The stock price was apparently no problem for the company's note holders. In recent months holders of $9.0 million in BioSante's convertible notes elected to convert to common stock, for which BioSante issued 11.6 million shares in the conversion. We estimate the company now has $11.8 million in convertible notes on the balance sheet and 120.8 million shares outstanding. I estimate the notes were converted at prices in a range of $0.74 to $0.89 - effectively down rounds compared to the four equity offerings.

Even if the current stock price makes an equity raise unattractive, using debt does not seem to be a clear path either. BioSante came by the convertible notes it has now by way of its merger with Cell Genesys in 2009. It seems unlikely that the company would build up capital resources by taking on more debt when cash flows from its "commercial ready" drugs are at nascent stages.

The company has only two FDA approved drugs. Bio-T-Gel is a testosterone treatment that has been licensed to Teva Pharmaceuticals (NYSE:TEVA). While that market is valued at $1.6 billion, Bio-T-Gel faces tough competition from the handful of similar treatments already on the market.
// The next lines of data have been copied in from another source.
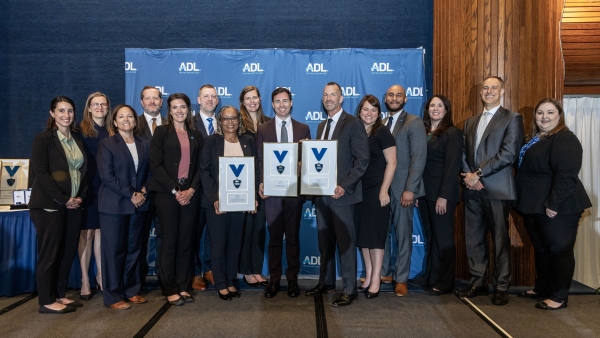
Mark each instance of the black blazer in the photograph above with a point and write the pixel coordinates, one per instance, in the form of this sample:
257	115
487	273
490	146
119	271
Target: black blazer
165	155
51	187
444	157
119	177
352	156
548	176
214	147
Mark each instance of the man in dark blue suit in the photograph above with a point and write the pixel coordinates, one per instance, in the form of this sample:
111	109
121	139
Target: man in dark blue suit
206	123
335	214
283	213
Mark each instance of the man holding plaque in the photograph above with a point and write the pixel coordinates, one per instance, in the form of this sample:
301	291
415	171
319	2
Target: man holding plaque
283	213
335	222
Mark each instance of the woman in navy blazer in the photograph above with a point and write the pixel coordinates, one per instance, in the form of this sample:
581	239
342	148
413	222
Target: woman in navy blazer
442	193
174	155
225	229
552	199
58	169
123	164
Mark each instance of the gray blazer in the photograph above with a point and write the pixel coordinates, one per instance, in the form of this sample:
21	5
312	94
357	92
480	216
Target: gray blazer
411	155
353	156
498	151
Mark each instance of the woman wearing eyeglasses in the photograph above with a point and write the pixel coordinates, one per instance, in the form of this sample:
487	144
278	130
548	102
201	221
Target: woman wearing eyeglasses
174	154
253	244
225	229
92	130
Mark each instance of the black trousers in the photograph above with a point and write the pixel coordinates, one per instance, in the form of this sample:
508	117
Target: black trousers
483	215
553	241
252	256
177	225
57	240
121	244
150	217
335	224
283	216
439	243
225	241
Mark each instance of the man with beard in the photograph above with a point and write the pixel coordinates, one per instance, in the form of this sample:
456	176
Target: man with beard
205	121
411	153
335	214
151	100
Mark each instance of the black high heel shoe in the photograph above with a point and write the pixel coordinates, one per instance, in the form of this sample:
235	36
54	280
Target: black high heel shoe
226	296
253	285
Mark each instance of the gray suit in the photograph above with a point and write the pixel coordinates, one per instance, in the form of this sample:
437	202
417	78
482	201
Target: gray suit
335	217
488	208
411	155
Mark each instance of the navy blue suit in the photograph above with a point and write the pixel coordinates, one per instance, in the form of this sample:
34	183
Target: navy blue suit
121	222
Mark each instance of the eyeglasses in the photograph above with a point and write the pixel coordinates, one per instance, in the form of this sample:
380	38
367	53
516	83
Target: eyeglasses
229	119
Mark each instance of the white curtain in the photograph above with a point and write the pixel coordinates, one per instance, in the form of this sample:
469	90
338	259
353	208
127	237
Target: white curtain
582	116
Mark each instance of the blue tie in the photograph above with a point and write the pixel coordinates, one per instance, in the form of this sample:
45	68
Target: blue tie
211	129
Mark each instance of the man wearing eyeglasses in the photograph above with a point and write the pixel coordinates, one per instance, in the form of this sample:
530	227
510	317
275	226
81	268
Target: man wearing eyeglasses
206	122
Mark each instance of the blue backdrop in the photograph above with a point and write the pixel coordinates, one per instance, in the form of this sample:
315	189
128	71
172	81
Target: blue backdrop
304	73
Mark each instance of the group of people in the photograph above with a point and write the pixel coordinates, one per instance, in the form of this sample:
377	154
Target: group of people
99	187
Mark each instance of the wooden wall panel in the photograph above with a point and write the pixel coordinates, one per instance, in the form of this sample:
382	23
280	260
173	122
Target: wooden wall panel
517	40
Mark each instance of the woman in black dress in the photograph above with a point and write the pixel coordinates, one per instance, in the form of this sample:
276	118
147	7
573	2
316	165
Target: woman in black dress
552	199
442	193
92	129
373	213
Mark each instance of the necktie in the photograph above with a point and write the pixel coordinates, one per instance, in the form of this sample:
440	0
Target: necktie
283	132
211	129
481	128
326	136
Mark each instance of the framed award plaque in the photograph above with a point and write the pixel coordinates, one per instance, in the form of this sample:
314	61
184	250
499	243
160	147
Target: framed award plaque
319	167
236	184
280	169
15	176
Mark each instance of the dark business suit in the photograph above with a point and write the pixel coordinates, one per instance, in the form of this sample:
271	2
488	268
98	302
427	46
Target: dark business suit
441	180
58	231
177	221
122	224
144	132
488	208
335	217
548	178
225	230
283	213
201	258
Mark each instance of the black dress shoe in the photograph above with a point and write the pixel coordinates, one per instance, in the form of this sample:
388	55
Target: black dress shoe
177	302
253	285
544	306
500	297
44	309
226	296
524	294
474	291
345	299
319	289
293	289
271	290
187	298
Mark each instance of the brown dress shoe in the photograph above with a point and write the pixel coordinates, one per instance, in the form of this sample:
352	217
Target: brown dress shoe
387	279
122	305
401	289
198	283
137	299
209	277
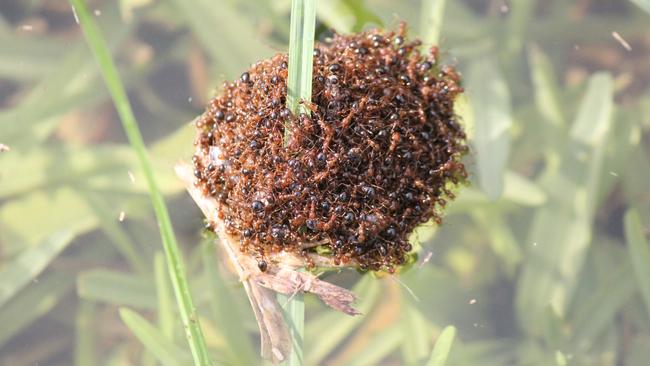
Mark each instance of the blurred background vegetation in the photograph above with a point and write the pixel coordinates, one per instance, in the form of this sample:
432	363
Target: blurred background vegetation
542	260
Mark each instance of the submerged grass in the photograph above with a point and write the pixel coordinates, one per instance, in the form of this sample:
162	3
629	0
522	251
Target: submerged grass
176	267
566	181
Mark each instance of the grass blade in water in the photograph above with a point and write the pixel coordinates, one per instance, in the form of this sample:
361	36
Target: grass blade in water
301	57
442	348
639	254
174	260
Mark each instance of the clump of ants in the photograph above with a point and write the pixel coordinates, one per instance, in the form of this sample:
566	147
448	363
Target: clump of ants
377	156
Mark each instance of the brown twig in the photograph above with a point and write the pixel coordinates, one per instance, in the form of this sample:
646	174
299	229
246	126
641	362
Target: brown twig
280	276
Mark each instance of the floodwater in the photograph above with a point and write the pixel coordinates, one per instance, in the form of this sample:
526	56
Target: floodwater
542	260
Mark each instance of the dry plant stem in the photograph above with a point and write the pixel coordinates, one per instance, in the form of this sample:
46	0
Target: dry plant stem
280	276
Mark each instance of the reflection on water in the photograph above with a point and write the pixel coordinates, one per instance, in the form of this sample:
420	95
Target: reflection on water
542	260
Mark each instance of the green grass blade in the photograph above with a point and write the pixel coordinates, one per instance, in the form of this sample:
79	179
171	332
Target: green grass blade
165	351
442	348
490	99
32	303
323	338
163	293
433	12
639	252
227	315
84	352
301	57
30	263
294	314
116	288
174	260
378	347
547	95
643	4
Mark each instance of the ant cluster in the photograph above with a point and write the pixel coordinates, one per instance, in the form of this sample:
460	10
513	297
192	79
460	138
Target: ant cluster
376	157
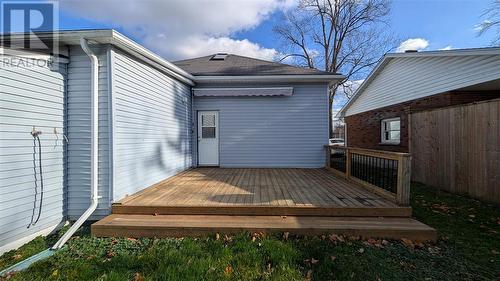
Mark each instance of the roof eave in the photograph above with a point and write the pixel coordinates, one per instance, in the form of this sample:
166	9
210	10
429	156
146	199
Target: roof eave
115	38
366	82
306	78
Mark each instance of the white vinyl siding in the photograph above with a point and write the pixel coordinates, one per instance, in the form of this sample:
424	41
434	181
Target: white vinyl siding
408	78
30	96
272	131
152	126
78	127
391	131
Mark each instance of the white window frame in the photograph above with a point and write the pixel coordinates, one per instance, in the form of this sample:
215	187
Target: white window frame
383	131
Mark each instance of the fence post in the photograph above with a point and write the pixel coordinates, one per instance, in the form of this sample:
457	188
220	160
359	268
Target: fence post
404	178
328	156
347	163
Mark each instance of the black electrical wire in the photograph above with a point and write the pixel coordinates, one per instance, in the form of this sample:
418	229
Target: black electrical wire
36	181
41	178
35	139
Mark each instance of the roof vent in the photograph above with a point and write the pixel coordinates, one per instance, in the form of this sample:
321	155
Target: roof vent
219	56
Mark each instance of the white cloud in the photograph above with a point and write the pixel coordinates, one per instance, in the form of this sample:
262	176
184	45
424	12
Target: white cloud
447	48
413	44
480	26
184	28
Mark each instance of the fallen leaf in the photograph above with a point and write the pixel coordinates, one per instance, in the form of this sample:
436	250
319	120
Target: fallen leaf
309	275
408	243
335	237
228	270
285	236
227	238
110	254
55	272
433	250
138	277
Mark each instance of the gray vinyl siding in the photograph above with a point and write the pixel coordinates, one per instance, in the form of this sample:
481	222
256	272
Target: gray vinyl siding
151	131
408	78
78	128
30	96
273	131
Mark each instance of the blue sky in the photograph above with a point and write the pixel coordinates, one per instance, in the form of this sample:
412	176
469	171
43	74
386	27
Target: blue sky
178	29
442	23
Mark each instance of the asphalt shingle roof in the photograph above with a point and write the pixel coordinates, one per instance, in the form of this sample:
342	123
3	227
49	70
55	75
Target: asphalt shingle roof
234	65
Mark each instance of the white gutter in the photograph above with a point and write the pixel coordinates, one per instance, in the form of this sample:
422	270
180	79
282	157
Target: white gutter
94	144
269	78
124	43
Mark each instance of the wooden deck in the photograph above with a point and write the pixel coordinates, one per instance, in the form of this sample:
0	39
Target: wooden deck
259	192
302	201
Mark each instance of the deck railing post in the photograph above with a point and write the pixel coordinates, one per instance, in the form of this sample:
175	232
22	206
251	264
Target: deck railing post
347	163
404	178
328	157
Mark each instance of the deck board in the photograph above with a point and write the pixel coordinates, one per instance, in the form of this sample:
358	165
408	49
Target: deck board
286	189
195	225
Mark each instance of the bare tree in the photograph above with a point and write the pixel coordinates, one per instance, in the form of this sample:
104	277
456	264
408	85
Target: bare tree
338	36
492	21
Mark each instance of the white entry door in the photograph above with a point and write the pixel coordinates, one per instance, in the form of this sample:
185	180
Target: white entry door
208	138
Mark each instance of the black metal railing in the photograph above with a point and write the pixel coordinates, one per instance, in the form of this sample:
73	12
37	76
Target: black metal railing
377	171
338	159
385	172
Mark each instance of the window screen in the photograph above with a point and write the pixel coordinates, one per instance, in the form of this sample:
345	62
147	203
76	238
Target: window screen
391	130
208	120
208	132
208	126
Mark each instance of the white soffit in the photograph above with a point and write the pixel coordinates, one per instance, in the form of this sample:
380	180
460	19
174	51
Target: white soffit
242	92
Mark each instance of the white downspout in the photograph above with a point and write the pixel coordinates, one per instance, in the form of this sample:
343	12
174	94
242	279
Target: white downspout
94	144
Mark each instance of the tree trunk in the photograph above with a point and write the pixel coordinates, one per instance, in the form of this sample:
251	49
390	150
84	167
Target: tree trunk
330	115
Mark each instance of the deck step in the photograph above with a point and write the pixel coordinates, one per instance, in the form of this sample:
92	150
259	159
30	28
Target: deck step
259	210
120	225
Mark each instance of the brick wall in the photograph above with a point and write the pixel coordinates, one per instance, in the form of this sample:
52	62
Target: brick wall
364	129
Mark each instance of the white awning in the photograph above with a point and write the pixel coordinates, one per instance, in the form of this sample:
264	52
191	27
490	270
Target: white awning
242	92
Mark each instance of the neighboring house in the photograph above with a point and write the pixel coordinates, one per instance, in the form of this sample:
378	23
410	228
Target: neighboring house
155	120
420	102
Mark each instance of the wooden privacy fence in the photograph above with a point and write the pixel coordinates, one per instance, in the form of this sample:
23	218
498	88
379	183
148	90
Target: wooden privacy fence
383	172
458	149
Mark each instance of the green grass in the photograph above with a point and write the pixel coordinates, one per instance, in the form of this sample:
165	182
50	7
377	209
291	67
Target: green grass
467	249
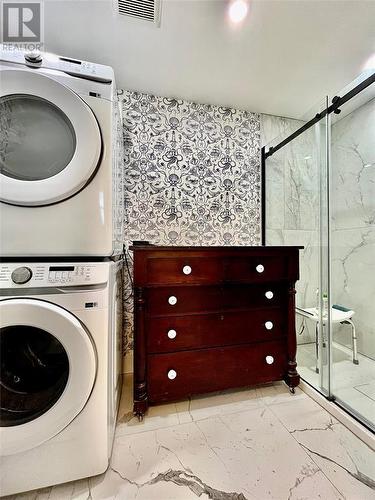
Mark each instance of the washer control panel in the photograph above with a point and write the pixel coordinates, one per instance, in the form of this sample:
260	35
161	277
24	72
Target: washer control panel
31	275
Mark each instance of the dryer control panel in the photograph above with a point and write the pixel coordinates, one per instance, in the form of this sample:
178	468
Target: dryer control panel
74	67
35	274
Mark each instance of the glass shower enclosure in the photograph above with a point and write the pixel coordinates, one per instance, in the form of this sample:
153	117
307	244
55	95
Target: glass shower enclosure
318	185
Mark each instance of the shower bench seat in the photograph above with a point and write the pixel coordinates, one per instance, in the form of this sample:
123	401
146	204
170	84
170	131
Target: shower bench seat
337	316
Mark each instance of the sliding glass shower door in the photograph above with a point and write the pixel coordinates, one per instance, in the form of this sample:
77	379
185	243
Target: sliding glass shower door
320	193
296	214
352	262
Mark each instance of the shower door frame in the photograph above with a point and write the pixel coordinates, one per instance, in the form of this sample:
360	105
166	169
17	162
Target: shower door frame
324	228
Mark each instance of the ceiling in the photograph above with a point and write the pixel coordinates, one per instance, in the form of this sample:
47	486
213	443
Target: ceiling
282	60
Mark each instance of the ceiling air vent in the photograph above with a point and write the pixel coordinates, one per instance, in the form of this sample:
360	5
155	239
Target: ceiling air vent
145	10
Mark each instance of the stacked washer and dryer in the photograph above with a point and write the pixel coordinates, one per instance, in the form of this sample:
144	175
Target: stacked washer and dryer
61	222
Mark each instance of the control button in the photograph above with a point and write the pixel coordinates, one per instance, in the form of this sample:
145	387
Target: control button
33	58
186	270
269	360
21	275
172	334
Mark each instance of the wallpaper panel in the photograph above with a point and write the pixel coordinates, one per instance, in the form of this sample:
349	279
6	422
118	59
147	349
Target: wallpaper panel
192	175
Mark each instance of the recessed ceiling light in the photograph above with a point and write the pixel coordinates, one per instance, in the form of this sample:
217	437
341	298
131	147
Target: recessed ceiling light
238	10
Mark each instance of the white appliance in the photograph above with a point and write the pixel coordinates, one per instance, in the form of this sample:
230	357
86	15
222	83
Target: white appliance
60	165
60	336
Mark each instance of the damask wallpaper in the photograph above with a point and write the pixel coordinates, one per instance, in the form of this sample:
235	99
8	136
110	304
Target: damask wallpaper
192	175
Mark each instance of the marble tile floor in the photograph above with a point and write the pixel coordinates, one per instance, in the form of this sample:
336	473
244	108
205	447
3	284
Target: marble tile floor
256	443
353	384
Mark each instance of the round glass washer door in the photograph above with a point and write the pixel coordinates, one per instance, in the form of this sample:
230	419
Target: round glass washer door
48	370
50	141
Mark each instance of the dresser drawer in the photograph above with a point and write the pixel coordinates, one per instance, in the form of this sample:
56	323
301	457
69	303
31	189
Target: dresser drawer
177	300
175	333
184	270
178	375
256	269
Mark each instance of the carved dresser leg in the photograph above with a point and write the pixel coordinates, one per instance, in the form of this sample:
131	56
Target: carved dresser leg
292	377
140	384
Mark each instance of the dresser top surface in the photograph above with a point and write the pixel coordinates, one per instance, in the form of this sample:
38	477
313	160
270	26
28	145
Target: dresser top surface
147	247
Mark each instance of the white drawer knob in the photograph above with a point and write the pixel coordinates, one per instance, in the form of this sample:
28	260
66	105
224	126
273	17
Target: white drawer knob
186	269
172	334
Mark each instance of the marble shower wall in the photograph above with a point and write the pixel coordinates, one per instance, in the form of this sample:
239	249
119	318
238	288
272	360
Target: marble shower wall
353	223
292	206
192	176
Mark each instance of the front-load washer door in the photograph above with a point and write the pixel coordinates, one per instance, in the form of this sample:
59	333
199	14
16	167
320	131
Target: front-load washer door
50	141
48	370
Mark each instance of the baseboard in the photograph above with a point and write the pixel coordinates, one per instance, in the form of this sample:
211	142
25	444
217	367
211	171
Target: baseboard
353	425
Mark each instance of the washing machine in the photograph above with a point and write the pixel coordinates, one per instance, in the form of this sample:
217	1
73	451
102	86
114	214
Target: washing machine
60	157
60	381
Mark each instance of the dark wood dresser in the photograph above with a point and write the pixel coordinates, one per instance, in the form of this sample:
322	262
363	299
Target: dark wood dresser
212	318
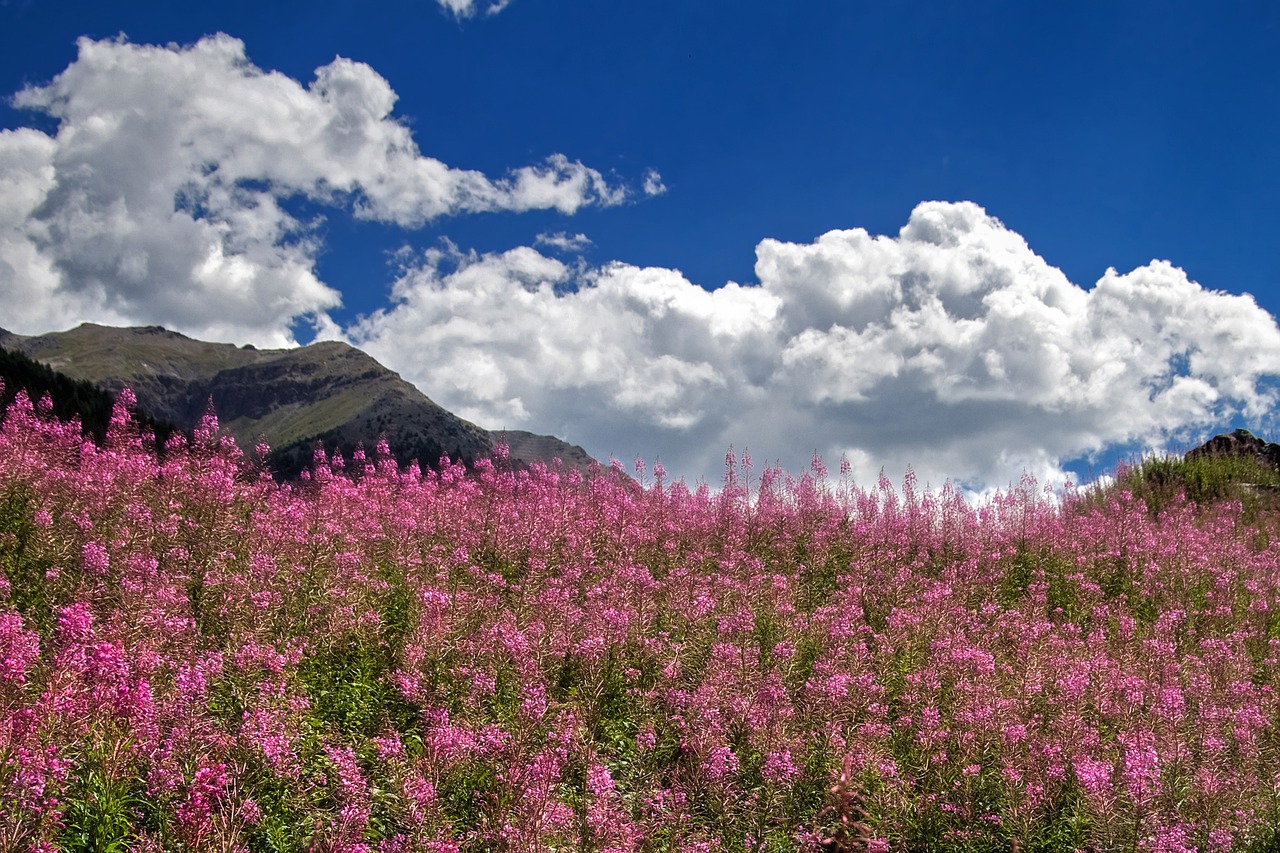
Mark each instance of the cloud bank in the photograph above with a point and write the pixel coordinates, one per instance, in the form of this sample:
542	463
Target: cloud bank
164	197
165	188
951	347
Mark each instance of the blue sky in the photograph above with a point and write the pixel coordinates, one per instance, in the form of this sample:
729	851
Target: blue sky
1102	135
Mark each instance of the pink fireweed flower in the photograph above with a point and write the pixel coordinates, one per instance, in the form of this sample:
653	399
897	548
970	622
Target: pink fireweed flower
778	767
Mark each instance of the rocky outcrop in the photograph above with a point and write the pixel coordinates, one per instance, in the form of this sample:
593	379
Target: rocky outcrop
325	392
1239	443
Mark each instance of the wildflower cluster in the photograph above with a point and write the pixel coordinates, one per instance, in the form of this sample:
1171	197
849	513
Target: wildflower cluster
196	657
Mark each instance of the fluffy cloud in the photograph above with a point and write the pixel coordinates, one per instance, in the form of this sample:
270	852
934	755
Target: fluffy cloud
653	185
563	242
951	347
469	8
165	190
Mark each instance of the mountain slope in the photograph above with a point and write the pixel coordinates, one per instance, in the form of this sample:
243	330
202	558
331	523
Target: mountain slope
328	392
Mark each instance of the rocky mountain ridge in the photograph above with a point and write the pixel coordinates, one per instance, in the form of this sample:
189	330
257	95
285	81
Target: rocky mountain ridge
325	392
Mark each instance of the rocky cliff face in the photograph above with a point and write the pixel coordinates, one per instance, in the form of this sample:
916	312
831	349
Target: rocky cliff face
325	392
1240	443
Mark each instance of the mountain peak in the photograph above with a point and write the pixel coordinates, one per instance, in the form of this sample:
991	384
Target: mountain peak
325	392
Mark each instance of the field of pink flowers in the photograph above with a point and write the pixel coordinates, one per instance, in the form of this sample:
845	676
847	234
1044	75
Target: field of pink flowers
195	657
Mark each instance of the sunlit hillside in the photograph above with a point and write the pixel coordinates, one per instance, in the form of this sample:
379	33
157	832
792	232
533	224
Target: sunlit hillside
197	657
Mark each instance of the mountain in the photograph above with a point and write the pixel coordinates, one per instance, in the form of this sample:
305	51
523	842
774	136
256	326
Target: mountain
325	392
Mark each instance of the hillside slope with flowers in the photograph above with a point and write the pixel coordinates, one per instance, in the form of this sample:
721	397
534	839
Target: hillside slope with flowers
196	657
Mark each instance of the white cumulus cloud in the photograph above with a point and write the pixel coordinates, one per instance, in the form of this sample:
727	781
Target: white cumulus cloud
163	197
951	347
469	8
563	241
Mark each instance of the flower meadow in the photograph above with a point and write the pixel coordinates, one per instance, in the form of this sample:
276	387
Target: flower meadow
373	658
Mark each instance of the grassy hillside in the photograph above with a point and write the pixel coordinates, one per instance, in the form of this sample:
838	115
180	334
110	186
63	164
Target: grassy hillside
195	657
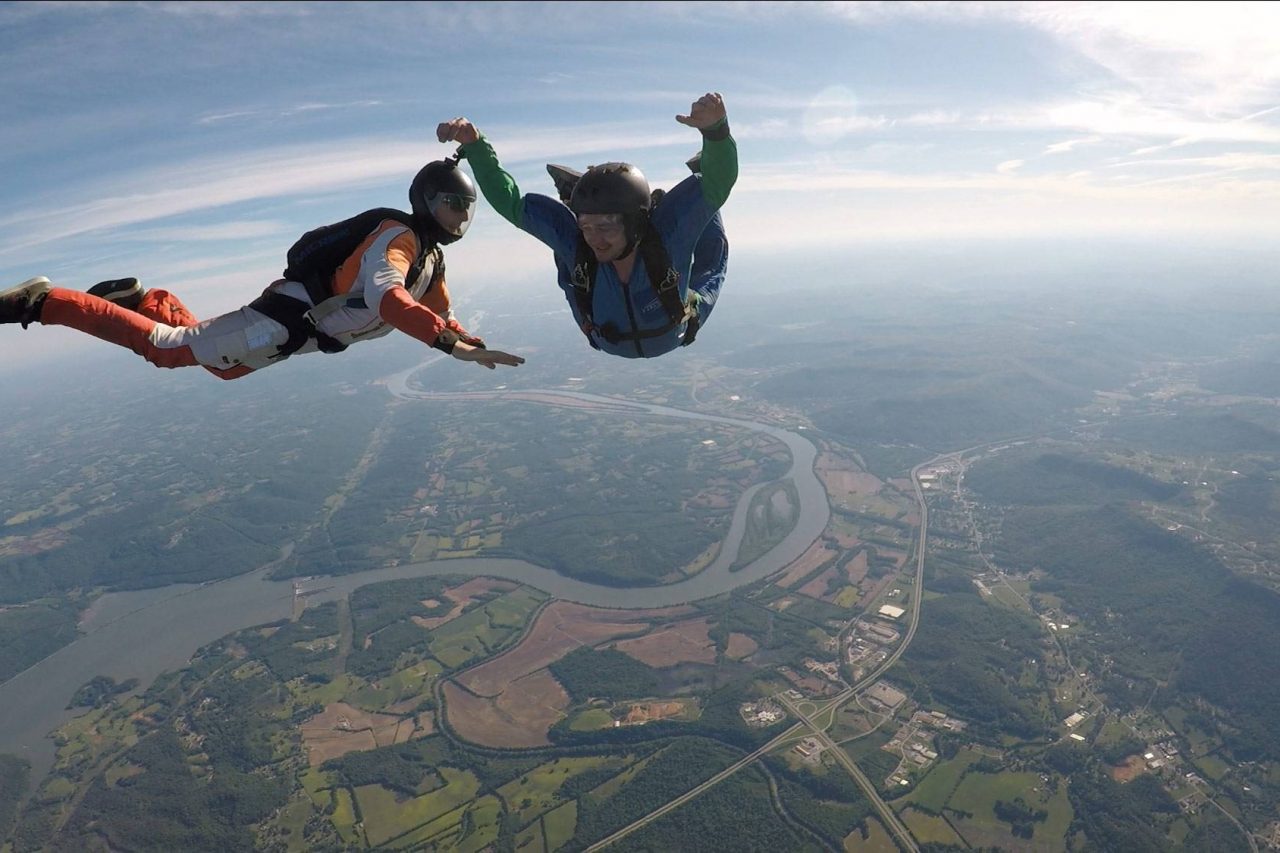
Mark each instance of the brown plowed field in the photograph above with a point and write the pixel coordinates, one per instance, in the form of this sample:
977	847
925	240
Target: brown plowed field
817	588
461	596
817	553
740	646
844	480
520	716
342	728
561	628
675	644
The FDA has also approved Elestrin, an estradiol gel used for treatment of hot flashes in menopausal women that was licensed to Azur Pharmaceuticals. Alas, in 2009 BioSante gave up royalty payments for a $3.2 million in upfront payment from Azur. BioSante still has the right to revenue sharing up to $140 million, but management admits it is not likely the triggering milestones can be achieved. With such skimpy chances for revenue, a lender might not show much interest in BioSante anyway.

A thin budget has not been troublesome for BioSante management before. Yet, anyone holding BPAX shares today has to wonder what is at the end of that one-year cash runway.

Disclosure: Neither the author of the Small Cap Strategist web log, Crystal Equity Research nor its affiliates have a beneficial interest in the companies mentioned herein.